Try 2/3rd's water changes ... It should be plenty. Try less peat!


----------



## OldManShiver (Mar 30, 2004)

Thanks for the input everyone.

I'm getting the drop checker online soon, so I'll see where that's at. The odd thing is that one of the plants (Tropica sword) with the spot algae pearls all day. My understanding is that this means there is "excess" metabolism happening and all the raw materials needed are present. I do know that I tend to go a little light on the PO4, though so I'll try to keep on it better.

I also know that more water changes wouldn't hurt anything, but I also have that problem of not enough hours in a day... 

As for the peat, it's too late to use less!


----------



## erijnal (Apr 5, 2006)

Anyone figure out a way to get rid of this?

I have a lot of it on the older leaves of my Anubias barteri var. 'Petite'. It isn't a spot algae, really, as it eventually turns into a larger mass. It's more like the diatom algae, but a much darker color, and this is in an established tank.

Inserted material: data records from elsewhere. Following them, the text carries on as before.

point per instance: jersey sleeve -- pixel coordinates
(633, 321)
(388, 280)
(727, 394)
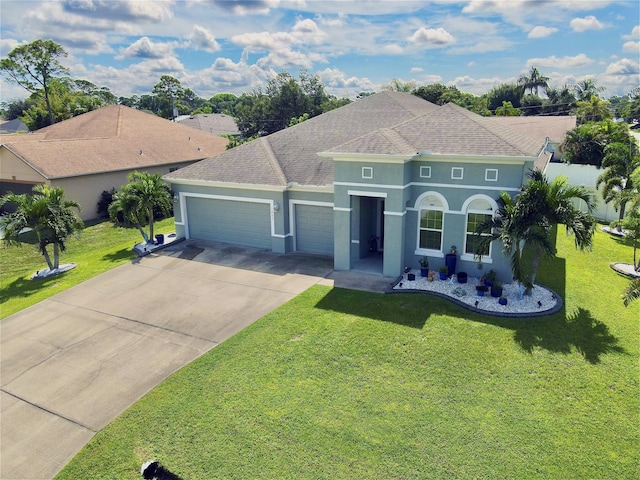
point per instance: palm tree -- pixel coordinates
(620, 161)
(514, 231)
(632, 292)
(547, 204)
(586, 89)
(593, 110)
(533, 80)
(137, 200)
(51, 217)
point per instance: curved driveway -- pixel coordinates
(72, 363)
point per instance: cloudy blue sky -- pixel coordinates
(215, 46)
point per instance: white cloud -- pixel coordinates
(145, 48)
(392, 49)
(339, 84)
(631, 47)
(587, 23)
(541, 32)
(634, 35)
(264, 40)
(203, 39)
(477, 86)
(307, 31)
(579, 60)
(246, 7)
(431, 37)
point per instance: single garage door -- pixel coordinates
(314, 229)
(228, 221)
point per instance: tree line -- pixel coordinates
(285, 100)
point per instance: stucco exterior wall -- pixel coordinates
(87, 189)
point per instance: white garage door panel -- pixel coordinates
(314, 229)
(228, 221)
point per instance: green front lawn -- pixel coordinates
(353, 385)
(100, 247)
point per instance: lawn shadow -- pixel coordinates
(122, 254)
(24, 286)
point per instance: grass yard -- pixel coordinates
(346, 384)
(100, 247)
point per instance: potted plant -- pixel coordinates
(444, 272)
(496, 289)
(489, 277)
(424, 266)
(481, 289)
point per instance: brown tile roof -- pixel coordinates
(212, 123)
(109, 139)
(448, 130)
(296, 148)
(384, 123)
(554, 127)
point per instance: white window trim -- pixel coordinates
(486, 175)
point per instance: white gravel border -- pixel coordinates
(542, 301)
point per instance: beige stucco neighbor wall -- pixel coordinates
(13, 169)
(87, 189)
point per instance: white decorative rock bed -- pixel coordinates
(542, 300)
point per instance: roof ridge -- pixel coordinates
(396, 139)
(273, 161)
(119, 121)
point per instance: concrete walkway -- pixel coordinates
(74, 362)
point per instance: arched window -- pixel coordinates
(431, 223)
(479, 210)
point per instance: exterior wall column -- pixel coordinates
(342, 238)
(392, 263)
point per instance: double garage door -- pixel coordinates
(249, 224)
(229, 221)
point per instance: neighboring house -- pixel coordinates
(551, 128)
(213, 123)
(13, 126)
(391, 173)
(96, 151)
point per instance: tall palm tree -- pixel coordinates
(593, 110)
(587, 88)
(533, 80)
(620, 161)
(514, 231)
(52, 218)
(137, 200)
(547, 204)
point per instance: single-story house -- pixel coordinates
(212, 123)
(96, 151)
(390, 177)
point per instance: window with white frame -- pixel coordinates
(431, 223)
(478, 212)
(491, 175)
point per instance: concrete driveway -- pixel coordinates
(72, 363)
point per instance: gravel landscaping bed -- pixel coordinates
(542, 300)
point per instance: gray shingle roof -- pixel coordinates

Also, unlike GSA, this algae appears to survive Excel dips.


----------



## hoppycalif (Apr 7, 2005)

CO2, as important as it is, is almost worthless without enough water circulation to get a steady supply of CO2 enriched water to all of the plants. That is possibly an overstatement, but not by much. I have repeatedly found that my algae problem increase in proportion to how crowded my tank is with plants. The more crowded, the less water circulation I get within the heaviest planted areas. But, the drop checker always says I have 30 ppm of CO2. We just need to keep up with water circulation just as we keep up with other tank parameters. That generally means pruning regularly.


----------



## erijnal (Apr 5, 2006)

hoppy, I've upgraded to pressurized and I've got good circulation in my 10 gallon tank with a filter/pump combo. So far, I've gotten no black spot algae on any of my new anubias leaves, but they're still hanging tough on my older ones.

The thing I'd be interested in most is how to get rid of existing BSA. After pruning some anubias leaves, I tried rubbing/scraping it off to no avail. The time I'd have to wait for 5-7 leaves to grow back after pruning for each petite I have would suuuck


----------



## hoppycalif (Apr 7, 2005)

Anubias can grow pretty fast when they get good fertilizing, CO2 and good light. So, it might not take as long as you expect to replace pruned off leaves. You could just ignore the bad leaves until you get more good ones, then prune them.


----------